The commandment not to covet your neighbors wife cannot simply be generalized like that.
Why not?
Not really.
Rabbinical tradition is quite explicit that the commandment forbids abduction.
The etymology of the word rape merely shows that historically the defining factor of rape has not been considered to be the sex act itself, but the fact that the victim is abducted and forced to stay there to suffer the act against her will. A rape that does not meet that criteria (such as statutory rape that is completely voluntary sex where one party is below an arbitrarily defined age of consent) shouldn't really be considered the same crime or be forbidden by the same reasoning.
We're not talking about statutory rape, we're talking about forcible rape. And I don't think showing the Latin etymology is relevant to the Hebrew Bible considering the vast cultural and linguistic differences between the two.
How do you figure? Humans are social creatures and being effective in social constructions allows us to survive more effectively.
But unconditional love is frequently against the norm. If the norm was that rape was acceptable because it gives pleasure to many at the expense of one, an unconditional lover would step forth to defend the oppressed minority. And together they would be persecuted by the majority, as has been the case at many points in history.
Something has to exist for it to be good. Nothing would exist without a First Mover, whom we call God.
You have completely ignored the thrust of my argument. Free will is the defining quality of a being with agency, and it is how we are capable of according responsibility. If a being does not have free will, it is not responsible for any of its actions - responsibility being a consequence of free will. QED.
So you can be responsible for choosing to use a tool (gunpowder) for wicked purposes if you have free agency. But you are not responsible for whether or not you have free agency to begin with, if I may reiterate: we have free will because we have no choice. It is what allows us to be responsible.
My mistake. You are correct. Considered with this depth of complexity, there really is no proper analogy for what free will is.

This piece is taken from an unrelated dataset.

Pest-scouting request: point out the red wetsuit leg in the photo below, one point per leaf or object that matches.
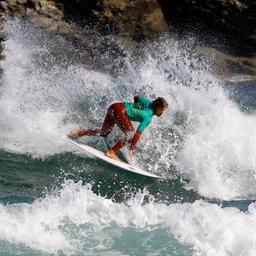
(108, 124)
(124, 123)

I retract the gunpowder point.
Perhaps, but you'll note that I'm not condemning God for creating evil so much as denying that I have any obligation to consider him a so-called "moral" being for it.
This argument also defends on how much importance you assign to nature vs. nurture and other psychological qualifications, but I understand the point you are trying to make.
Your only grounds for saying that God, all-good, is not a moral being is because He created evil. My argument is that He is not culpable for the evil that His creations have freely chosen to do; He didn't create evil, He only created an environment for which evil can be created by others. Thus I can correctly call Him all-good on those grounds.
But evil cannot exist without free will. I thought morality originated in God. So evil must also originate in God?
Only in an extremely indirect and irrelevant application of the word "originate".
I'm OK with no "meaning" given to me by God, as I can create my own meaning. I reject being told that I have been created for no other purpose than to serve God's will. It is slavery and tyranny and it is wrong.
It's not slavery or tyranny precisely because you have free will. You were created by God to unconditionally love Him and others. You can reject that if you wish, but you have to also accept the implications of that rejection, which is never fulfilling your reason for existing and thus never being complete, perfect.
So the Christian argument is that it is OK that she was raped because it will be made "better" down the road. Wouldn't it be better if she wasn't raped at all? What a truly wicked argument that is. At least my sky has no particular cares one way or the other and cannot be said to be capricious because of it.
How is that a wicked argument? It would have been better either way if the person were never sexually abused, I agree. But I believe it within God's power to make the suffering of it as if it never were at all. In contrast, a nihilistic worldview implies that if a rape survivor does not eventually find happiness, that all the pain would have been meaningless; and happy or not, at death,
all of it was a grave injustice that can never be mended.